What’s harder to do—a death scene or a sex scene?
Love scenes, just because they’re embarrassing. I did a love scene in The American, which was challenging, especially when you’re 50. I died in The American, though you don’t really see it. And I was blown to bits in Syriana.
Did you cry when you saw yourself die?
No. The last time I really cried at one of my movies was at the premiere of Batman & Robin. I thought that might be the end of my career and I might have brought down a franchise, and I wept.

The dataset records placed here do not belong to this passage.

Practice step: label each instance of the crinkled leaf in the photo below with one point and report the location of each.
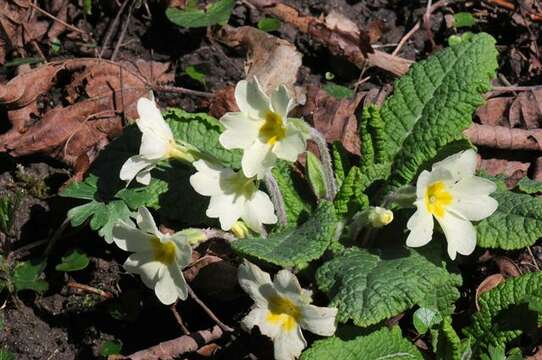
(217, 13)
(294, 246)
(517, 222)
(504, 312)
(26, 276)
(371, 287)
(529, 186)
(202, 131)
(73, 261)
(433, 104)
(297, 208)
(381, 344)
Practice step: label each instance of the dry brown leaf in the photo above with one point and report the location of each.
(334, 118)
(272, 60)
(489, 283)
(99, 95)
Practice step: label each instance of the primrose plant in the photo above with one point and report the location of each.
(362, 229)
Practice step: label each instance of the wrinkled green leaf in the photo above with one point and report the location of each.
(217, 13)
(73, 261)
(381, 344)
(369, 287)
(26, 276)
(294, 246)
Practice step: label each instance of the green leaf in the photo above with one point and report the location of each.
(217, 13)
(316, 175)
(26, 276)
(202, 131)
(195, 74)
(338, 91)
(73, 261)
(297, 208)
(425, 318)
(294, 246)
(381, 344)
(370, 287)
(529, 186)
(464, 19)
(504, 312)
(110, 347)
(517, 222)
(269, 24)
(432, 105)
(6, 355)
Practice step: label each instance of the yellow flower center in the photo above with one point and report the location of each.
(437, 198)
(273, 128)
(163, 252)
(283, 313)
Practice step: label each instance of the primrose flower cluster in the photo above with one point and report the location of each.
(449, 193)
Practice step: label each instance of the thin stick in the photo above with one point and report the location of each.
(71, 27)
(276, 197)
(102, 293)
(184, 329)
(112, 27)
(208, 311)
(123, 31)
(180, 90)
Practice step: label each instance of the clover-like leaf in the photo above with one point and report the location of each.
(370, 287)
(382, 344)
(505, 313)
(217, 13)
(73, 261)
(26, 276)
(294, 246)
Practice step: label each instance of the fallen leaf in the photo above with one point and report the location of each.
(100, 95)
(334, 118)
(489, 283)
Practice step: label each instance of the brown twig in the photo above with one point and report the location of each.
(176, 347)
(501, 137)
(123, 31)
(339, 42)
(71, 27)
(102, 293)
(112, 27)
(180, 90)
(208, 311)
(180, 321)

You cry over your soon-to-be-dead wife in The Descendants, and it’s very
You know what? I covered that poor woman in onions, and when I went down to kiss her, massive tears. That’s how I roll [laughs].
Did you cry when you were on The Facts of Life?
Let me tell you—I was on the show a year and a half, and there was one scene where Tootie and Jo were having an argument with Natalie, and I had to break it up. That’s easily some of the best work I’ve ever done [laughs]. I was fired from The Facts of Life. They did a reunion show and asked if I wanted to come do it, and I said, ‘You know, you did fire me.’
You did a lot of TV before starring in ER.
On ER I had, by far, the smallest part. But I knew that if you play a pediatrician, it automatically makes you likable. In the first scene, I’m drunk. In the second scene, I’m hitting on the nurses. But at the end, I’m like, “Don’t touch that kid—not tonight, not ever,” and everybody says, “Ohhh, he’s a good guy.” You can do anything you want as long as you’re nice to kids.
In The Ides of March, you play a candidate for president, which raises
the inevitable question: Will you run for elected office?
No. The truth is, I really enjoy my life. And it doesn’t look fun to be in politics right now. I couldn’t imagine living under that kind of microscope, where not just things you do but things you don’t do are held against you. So, no.